Una colonia di Quaccheri.


Una scena di pace si presenta ai nostri occhi.

Ecco una vasta cucina ben pulita, imbianchita, sul cui pavimento giallognolo, terso, luccicante, non troveresti un atomo di polvere; ecco una fila di fornelletti ben annerita, di ben terse casseruole che risvegliano l’appetito colla memoria di ottimi intingoletti; antichi seggioloni di legno ben saldi, colorati di verde; una piccola scranna tentennante, attentamente lavorata e ricca di vaghe intarsiature; ed ivi presso un seggiolone che pare, colle larghe sue braccia, faccia un invito ospitale, secondato, diremmo quasi, da’ soffici suoi cuscini — seggiolone d’antica foggia, degnissimo d’essere anteposto ad una dozzina dei moderni eleganti sofà, ricchezza dei nostri salotti; e seduta su questo seggiolone, cogli occhi abbassati sul lavoro, una persona di nostra antica conoscenza, Elisa.

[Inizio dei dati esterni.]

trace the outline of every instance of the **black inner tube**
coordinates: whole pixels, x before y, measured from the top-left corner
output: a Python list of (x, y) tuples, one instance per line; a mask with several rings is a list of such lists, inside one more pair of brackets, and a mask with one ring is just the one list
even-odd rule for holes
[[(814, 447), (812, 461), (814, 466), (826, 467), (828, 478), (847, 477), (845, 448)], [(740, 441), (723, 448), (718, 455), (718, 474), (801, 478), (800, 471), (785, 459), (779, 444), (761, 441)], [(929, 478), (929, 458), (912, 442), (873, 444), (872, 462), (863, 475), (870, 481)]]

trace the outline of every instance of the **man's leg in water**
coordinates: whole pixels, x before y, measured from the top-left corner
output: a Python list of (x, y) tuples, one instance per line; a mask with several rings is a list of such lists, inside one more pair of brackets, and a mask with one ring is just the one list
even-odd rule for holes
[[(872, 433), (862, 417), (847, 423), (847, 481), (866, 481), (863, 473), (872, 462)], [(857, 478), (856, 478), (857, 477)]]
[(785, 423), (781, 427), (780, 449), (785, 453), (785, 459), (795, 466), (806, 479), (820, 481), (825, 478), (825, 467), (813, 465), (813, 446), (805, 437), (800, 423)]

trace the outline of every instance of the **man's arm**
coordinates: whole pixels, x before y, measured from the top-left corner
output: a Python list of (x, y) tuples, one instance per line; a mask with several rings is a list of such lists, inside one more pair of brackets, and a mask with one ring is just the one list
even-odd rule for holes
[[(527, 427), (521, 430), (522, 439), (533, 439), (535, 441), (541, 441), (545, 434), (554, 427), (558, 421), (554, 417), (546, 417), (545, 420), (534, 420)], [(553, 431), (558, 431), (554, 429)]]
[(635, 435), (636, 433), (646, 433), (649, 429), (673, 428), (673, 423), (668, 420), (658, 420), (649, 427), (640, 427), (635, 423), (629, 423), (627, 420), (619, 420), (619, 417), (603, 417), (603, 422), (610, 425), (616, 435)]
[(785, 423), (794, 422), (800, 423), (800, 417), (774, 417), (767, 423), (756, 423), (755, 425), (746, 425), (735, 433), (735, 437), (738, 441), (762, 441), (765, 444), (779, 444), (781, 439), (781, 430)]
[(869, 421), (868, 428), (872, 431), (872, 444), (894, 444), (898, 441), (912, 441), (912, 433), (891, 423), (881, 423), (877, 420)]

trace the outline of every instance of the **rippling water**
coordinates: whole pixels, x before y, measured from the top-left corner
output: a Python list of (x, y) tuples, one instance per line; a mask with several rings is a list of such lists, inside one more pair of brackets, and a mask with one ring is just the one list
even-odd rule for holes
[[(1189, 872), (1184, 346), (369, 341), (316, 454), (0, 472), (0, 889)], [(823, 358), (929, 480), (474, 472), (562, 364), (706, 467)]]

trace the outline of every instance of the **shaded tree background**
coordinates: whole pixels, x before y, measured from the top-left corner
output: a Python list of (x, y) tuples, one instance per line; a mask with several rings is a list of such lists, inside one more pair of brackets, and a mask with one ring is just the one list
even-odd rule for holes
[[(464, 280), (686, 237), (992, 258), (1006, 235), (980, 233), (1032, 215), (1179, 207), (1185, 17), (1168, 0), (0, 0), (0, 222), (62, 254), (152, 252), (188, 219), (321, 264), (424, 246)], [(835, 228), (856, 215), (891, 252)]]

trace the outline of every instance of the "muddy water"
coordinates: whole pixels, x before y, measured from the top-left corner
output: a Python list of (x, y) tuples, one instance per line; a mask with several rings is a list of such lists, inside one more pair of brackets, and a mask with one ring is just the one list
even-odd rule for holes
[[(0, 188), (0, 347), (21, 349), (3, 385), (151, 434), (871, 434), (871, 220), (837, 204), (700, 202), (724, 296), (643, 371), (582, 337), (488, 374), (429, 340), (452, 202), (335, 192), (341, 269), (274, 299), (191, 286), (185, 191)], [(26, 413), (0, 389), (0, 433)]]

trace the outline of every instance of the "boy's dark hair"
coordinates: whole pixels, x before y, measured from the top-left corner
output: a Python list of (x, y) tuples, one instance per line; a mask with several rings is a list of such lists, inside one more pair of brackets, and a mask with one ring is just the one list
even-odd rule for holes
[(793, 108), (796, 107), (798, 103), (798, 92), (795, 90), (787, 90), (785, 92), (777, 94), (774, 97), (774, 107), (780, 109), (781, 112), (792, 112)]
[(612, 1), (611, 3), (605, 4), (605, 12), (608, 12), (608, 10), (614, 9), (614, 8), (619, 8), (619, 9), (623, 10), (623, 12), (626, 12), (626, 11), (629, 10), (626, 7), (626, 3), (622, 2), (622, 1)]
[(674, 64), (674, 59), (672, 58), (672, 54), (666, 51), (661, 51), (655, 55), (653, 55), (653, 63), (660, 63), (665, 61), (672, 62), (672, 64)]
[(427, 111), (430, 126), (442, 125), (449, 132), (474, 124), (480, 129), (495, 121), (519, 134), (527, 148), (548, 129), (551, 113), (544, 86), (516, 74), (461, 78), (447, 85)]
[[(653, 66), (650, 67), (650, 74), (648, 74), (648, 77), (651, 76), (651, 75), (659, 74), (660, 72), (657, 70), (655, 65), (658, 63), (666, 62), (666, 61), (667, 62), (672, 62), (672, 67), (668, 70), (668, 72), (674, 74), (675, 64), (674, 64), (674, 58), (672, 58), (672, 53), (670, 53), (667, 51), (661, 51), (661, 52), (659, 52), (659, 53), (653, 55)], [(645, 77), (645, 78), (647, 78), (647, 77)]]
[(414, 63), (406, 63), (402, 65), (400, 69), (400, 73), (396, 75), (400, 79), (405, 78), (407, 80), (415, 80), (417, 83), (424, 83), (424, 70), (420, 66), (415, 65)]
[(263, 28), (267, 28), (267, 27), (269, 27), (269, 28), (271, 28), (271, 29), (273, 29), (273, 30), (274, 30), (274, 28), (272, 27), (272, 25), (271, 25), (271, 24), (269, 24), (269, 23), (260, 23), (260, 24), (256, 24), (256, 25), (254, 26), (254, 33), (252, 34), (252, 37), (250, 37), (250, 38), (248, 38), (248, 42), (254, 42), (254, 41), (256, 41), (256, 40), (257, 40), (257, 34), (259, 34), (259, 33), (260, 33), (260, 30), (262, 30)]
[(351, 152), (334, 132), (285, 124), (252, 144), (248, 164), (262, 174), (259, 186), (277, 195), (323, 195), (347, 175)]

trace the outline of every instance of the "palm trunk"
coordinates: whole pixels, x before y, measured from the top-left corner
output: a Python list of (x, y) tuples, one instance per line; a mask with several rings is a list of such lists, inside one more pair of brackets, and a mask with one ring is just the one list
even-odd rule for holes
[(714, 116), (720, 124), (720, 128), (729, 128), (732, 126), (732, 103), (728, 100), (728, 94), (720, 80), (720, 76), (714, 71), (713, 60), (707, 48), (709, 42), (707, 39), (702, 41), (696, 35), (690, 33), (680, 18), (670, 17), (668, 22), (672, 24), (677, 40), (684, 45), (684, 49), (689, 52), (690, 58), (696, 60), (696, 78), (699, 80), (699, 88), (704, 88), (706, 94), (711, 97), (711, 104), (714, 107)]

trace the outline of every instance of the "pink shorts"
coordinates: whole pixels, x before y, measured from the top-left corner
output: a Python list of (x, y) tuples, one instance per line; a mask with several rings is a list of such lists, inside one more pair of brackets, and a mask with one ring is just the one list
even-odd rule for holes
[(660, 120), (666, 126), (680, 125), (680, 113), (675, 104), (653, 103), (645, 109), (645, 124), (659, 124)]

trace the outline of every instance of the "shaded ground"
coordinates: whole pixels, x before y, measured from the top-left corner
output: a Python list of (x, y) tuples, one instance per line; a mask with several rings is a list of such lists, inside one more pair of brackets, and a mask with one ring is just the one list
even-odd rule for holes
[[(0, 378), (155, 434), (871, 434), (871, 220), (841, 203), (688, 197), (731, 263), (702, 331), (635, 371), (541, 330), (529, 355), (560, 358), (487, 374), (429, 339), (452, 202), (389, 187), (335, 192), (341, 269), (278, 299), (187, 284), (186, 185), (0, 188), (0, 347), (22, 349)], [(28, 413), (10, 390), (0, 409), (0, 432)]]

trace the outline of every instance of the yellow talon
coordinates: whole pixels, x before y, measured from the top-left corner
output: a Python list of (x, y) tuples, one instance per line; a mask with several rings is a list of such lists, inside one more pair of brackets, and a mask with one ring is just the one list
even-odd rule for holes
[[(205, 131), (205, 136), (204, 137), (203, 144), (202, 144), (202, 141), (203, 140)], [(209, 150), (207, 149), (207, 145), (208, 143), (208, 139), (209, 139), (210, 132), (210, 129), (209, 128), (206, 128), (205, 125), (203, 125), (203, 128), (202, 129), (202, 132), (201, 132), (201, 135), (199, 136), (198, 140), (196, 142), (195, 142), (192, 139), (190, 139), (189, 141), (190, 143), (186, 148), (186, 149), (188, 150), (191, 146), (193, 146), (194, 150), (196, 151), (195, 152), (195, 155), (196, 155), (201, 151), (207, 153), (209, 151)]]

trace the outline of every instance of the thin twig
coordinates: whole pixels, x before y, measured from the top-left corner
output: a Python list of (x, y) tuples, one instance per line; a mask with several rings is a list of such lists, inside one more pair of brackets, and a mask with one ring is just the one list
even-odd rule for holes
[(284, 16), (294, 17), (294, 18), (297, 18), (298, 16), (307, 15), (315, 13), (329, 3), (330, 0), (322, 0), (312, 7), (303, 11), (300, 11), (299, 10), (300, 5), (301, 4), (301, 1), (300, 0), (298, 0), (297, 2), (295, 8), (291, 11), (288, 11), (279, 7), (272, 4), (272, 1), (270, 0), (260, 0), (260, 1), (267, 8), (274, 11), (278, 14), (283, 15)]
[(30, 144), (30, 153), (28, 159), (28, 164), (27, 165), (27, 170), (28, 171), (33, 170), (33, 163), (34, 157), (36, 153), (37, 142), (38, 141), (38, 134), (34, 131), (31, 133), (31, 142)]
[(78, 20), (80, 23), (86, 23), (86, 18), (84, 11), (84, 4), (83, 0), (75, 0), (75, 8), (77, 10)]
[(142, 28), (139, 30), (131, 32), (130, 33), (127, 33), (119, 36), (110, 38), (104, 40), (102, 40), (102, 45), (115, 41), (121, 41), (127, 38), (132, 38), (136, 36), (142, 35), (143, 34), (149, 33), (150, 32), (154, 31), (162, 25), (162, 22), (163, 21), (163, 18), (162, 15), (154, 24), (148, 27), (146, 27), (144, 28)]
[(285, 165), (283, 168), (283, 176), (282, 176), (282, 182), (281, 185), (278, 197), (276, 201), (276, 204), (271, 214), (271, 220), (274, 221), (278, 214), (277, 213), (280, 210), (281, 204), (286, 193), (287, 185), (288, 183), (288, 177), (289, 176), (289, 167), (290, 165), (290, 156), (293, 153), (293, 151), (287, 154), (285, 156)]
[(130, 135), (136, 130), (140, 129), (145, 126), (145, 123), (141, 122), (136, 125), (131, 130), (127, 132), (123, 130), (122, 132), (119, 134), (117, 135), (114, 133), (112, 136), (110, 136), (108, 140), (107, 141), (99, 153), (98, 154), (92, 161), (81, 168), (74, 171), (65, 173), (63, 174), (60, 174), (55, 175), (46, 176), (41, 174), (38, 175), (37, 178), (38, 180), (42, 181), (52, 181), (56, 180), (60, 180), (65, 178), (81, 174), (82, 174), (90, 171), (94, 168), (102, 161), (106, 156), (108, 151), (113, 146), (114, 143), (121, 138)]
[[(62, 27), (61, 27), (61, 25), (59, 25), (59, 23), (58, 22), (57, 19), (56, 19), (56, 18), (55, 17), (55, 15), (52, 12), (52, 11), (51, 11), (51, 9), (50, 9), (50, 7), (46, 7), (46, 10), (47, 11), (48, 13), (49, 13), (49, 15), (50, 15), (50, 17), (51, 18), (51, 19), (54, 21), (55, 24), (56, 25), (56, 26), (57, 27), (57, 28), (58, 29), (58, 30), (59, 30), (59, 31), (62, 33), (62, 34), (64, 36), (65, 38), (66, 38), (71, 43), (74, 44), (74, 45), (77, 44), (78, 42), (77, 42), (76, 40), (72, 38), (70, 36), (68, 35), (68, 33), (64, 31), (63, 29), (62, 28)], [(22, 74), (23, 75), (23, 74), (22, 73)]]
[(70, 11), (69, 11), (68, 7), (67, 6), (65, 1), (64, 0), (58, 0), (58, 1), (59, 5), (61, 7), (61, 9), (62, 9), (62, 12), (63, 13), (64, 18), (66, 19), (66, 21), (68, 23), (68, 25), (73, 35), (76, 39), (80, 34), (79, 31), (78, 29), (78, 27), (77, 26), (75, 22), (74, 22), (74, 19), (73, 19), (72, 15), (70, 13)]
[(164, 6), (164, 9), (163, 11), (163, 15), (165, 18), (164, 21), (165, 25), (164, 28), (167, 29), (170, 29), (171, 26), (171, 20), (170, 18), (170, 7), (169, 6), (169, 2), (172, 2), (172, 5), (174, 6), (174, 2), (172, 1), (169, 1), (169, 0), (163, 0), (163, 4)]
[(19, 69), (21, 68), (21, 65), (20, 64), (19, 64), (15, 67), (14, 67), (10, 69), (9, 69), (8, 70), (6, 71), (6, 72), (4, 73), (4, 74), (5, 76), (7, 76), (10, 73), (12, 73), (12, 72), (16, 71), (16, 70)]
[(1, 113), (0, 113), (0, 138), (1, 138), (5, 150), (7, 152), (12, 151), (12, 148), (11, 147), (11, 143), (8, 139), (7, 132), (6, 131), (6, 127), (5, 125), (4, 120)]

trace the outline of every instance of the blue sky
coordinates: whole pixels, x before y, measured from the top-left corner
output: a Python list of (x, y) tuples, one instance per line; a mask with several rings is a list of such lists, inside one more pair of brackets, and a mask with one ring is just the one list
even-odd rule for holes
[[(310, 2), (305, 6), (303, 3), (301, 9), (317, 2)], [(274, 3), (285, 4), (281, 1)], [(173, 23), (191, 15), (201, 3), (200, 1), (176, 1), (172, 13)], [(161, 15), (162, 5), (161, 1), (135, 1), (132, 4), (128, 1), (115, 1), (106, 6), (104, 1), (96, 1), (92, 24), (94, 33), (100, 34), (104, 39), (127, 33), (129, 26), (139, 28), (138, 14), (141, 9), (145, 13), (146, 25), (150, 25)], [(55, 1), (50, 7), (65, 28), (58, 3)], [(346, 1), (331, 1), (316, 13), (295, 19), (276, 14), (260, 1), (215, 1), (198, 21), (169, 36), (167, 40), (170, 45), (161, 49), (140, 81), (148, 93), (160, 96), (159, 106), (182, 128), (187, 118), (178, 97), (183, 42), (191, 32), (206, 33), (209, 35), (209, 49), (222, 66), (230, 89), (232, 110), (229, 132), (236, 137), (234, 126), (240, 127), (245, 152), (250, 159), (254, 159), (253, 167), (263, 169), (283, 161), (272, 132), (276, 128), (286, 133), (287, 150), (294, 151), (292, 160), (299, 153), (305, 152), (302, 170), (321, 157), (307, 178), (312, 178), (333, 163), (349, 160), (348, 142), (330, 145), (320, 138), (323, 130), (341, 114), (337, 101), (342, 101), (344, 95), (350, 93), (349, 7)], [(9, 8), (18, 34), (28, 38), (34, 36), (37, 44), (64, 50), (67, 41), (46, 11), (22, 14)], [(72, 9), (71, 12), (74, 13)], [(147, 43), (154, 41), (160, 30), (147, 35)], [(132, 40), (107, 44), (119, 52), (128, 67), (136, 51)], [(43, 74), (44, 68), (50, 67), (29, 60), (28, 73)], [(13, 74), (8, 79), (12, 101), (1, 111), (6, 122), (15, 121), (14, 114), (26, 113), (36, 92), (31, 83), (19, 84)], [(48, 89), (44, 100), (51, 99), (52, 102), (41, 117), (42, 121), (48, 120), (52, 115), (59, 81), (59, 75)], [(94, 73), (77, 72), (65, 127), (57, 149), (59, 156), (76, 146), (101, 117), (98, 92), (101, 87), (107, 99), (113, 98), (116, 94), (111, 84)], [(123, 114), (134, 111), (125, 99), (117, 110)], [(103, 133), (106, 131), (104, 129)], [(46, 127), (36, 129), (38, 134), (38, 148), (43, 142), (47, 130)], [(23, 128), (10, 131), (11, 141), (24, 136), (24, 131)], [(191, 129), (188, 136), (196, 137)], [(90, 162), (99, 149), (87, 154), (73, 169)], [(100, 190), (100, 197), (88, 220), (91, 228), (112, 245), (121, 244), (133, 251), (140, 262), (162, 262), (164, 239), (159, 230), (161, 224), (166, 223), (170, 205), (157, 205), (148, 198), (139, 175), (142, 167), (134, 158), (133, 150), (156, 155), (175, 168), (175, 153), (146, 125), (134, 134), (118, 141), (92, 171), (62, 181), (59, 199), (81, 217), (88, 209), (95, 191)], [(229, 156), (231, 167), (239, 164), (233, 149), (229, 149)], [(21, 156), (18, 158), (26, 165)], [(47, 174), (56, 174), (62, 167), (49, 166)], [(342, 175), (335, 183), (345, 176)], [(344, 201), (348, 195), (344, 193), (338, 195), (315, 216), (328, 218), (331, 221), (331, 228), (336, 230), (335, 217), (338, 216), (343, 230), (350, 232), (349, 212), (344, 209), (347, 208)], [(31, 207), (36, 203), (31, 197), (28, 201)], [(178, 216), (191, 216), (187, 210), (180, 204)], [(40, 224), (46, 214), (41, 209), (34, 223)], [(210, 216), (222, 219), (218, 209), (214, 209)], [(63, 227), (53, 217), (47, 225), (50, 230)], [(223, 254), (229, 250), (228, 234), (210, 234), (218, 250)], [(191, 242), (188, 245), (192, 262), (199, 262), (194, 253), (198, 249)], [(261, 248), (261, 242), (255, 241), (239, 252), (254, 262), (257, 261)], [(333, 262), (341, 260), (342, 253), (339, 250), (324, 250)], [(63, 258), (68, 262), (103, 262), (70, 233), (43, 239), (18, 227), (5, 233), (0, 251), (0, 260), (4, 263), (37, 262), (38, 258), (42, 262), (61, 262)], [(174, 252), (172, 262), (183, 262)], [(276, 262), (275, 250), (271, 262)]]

Sì, è dessa; ma più immagrita, più pallida che non fosse nell’abitazione del Kentucky, ombrata la fronte e le lunghe palpebre da un tenue velo di malinconia rassegnata, che pur si esprime nel gentile contorno della sua bocca. Ben si conosce, a primo sguardo, come il cuore della giovane siasi rinvigorito sotto i colpi dell’avversità, come abbia prestamente invecchiato; e mentre il suo grande occhio nero si solleva, tratto tratto, per seguire le capriuole di Arrigotto, che si trastulla sul pavimento non altrimenti che un farfallino dei tropici, vi si vedea l’espressione d’un coraggio maturo, risoluto, che in altri tempi più felici non dimostrava.

Siedeva presso di una donna, tutta intenta a disporre pesche disseccate in ben forbito piatto di stagno. Poteva avere dai cinquantacinque ai sessant’anni; ma era di quelle fisonomie che il tempo pare non tocchi che per abbellirle.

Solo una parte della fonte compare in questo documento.